FINAL BILL REPORT
SSB 5499
This analysis was prepared by non-partisan legislative staff for the use of legislative members in their deliberations. This analysis is not a part of the legislation nor does it constitute a statement of legislative intent. |
PARTIAL VETO
C 473 L 09
Synopsis as Enacted
Brief Description: Concerning bond amounts for department of transportation highway contracts.
Sponsors: Senate Committee on Transportation (originally sponsored by Senators Jarrett, Swecker, Haugen, Marr and Shin; by request of Department of Transportation).
Senate Committee on Transportation
House Committee on Transportation
Background: Current law requires that public works contracts have a surety bond equal to the full contract price. A surety bond is a three-way contract in which a bonding company, or surety, agrees to guarantee the public entity that the contractor will perform its obligations under the contract and will make all payments to subcontractors, laborers, and suppliers. The bond covers both performance and payment. If the contractor defaults in the performance of the contract or fails to fully pay subcontractors, suppliers, and workers, the surety becomes liable to provide bond funds to complete the contract or pay unpaid subcontractors, suppliers, or workers.
Based on recent activity in the surety market and on industry information, sureties do not generally sell bonds in which the value of the bond exceeds $500 million. On contracts that exceed the $500 million level, contractors may generally obtain bonds at less than the full contract price and only in states where the law allows them to do so.
In a number of states, separate bonds are required for performance and for payment. The Department of Transportation (DOT) indicates that the maximum risk at any given time on a highway construction project to which the state is exposed is about 30 percent of the contract amount.
Summary: DOT is authorized to allow contractors to provide surety bonds at less than 100 percent of the price of contracts exceeding $250 million. If surety bonds at less than the full contract price are authorized, the contractor must provide both a performance bond and a payment bond. DOT must set the amount of the performance bond to adequately cover 100 percent of the state's exposure to loss but no less than $250 million. The payment bond must be set at no less than the performance bond amount.
DOT must develop risk assessment guidelines for the purposes of assessing the state's exposure to loss on highway construction contracts. The Office of Financial Management (OFM) must approve the guidelines before DOT may authorize contractors to provide surety bonds at less than the full price of a contract.
DOT must report to the Legislature by December 2012 on any activity on contracts of $250 million or more in which surety bonds at less than 100 percent of contract price were provided.

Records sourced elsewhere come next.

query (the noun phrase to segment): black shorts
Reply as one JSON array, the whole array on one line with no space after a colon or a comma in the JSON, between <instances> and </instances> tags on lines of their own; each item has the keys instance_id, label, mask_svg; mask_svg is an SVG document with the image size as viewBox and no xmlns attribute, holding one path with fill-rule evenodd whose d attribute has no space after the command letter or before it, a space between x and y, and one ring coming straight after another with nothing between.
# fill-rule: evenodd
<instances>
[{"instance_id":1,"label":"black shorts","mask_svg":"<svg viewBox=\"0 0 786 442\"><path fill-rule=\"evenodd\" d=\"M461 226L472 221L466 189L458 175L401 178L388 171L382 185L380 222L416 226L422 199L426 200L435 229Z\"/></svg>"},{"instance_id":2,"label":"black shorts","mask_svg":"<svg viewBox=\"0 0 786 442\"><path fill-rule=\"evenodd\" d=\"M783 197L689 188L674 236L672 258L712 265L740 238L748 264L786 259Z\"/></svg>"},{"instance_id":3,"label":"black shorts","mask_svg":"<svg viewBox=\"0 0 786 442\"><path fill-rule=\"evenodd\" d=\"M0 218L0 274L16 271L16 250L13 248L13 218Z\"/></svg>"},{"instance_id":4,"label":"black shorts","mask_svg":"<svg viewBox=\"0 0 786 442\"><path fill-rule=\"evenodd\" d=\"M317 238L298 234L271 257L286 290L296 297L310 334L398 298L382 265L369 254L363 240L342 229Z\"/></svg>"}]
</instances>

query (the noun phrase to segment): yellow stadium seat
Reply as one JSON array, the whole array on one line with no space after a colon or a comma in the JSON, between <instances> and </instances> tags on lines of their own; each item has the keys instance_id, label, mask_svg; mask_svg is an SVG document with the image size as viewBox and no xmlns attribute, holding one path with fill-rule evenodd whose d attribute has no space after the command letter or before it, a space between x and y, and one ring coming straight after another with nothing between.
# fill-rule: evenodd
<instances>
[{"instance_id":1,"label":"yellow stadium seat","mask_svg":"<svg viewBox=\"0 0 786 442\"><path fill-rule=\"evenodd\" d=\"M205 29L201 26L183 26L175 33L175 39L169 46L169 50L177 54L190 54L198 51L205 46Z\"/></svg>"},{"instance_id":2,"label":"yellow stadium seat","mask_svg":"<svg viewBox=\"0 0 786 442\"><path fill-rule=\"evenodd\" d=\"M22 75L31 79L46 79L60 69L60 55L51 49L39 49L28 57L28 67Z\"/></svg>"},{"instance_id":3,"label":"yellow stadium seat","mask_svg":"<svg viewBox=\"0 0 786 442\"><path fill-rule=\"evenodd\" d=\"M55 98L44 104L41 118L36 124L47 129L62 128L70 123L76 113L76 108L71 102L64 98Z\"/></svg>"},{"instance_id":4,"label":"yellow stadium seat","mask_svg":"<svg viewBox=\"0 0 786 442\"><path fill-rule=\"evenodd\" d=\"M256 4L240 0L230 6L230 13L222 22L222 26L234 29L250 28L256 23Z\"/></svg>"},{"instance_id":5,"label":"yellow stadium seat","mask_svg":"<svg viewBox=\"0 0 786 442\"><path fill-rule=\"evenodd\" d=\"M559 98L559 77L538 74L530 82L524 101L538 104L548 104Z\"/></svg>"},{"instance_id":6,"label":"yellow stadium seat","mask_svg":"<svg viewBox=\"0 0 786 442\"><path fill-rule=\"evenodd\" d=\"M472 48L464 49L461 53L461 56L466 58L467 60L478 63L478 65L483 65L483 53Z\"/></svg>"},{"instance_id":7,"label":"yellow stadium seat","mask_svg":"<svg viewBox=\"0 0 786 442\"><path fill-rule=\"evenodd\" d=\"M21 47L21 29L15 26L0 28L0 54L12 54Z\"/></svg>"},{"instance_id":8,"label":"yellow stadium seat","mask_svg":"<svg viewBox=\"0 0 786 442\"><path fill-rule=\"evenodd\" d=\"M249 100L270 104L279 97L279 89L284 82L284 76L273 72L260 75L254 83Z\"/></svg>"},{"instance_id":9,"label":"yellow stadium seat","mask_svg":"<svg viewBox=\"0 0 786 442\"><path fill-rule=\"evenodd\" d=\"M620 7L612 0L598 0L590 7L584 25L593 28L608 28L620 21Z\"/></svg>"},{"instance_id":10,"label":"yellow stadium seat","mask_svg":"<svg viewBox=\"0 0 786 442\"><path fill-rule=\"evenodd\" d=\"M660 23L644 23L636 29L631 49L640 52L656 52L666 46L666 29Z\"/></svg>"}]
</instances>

This authority expires at the end of fiscal year 2016.
Votes on Final Passage:
Senate | 48 | 0 | |
House | 92 | 2 | (House amended) |
Senate | 38 | 9 | (Senate concurred) |
Effective: | July 26, 2009 |
Partial Veto Summary: The Governor vetoed the section that required the Governor in consultation with OFM and the Secretary of DOT to approve contracts where surety bonds at less than the full contract price were considered.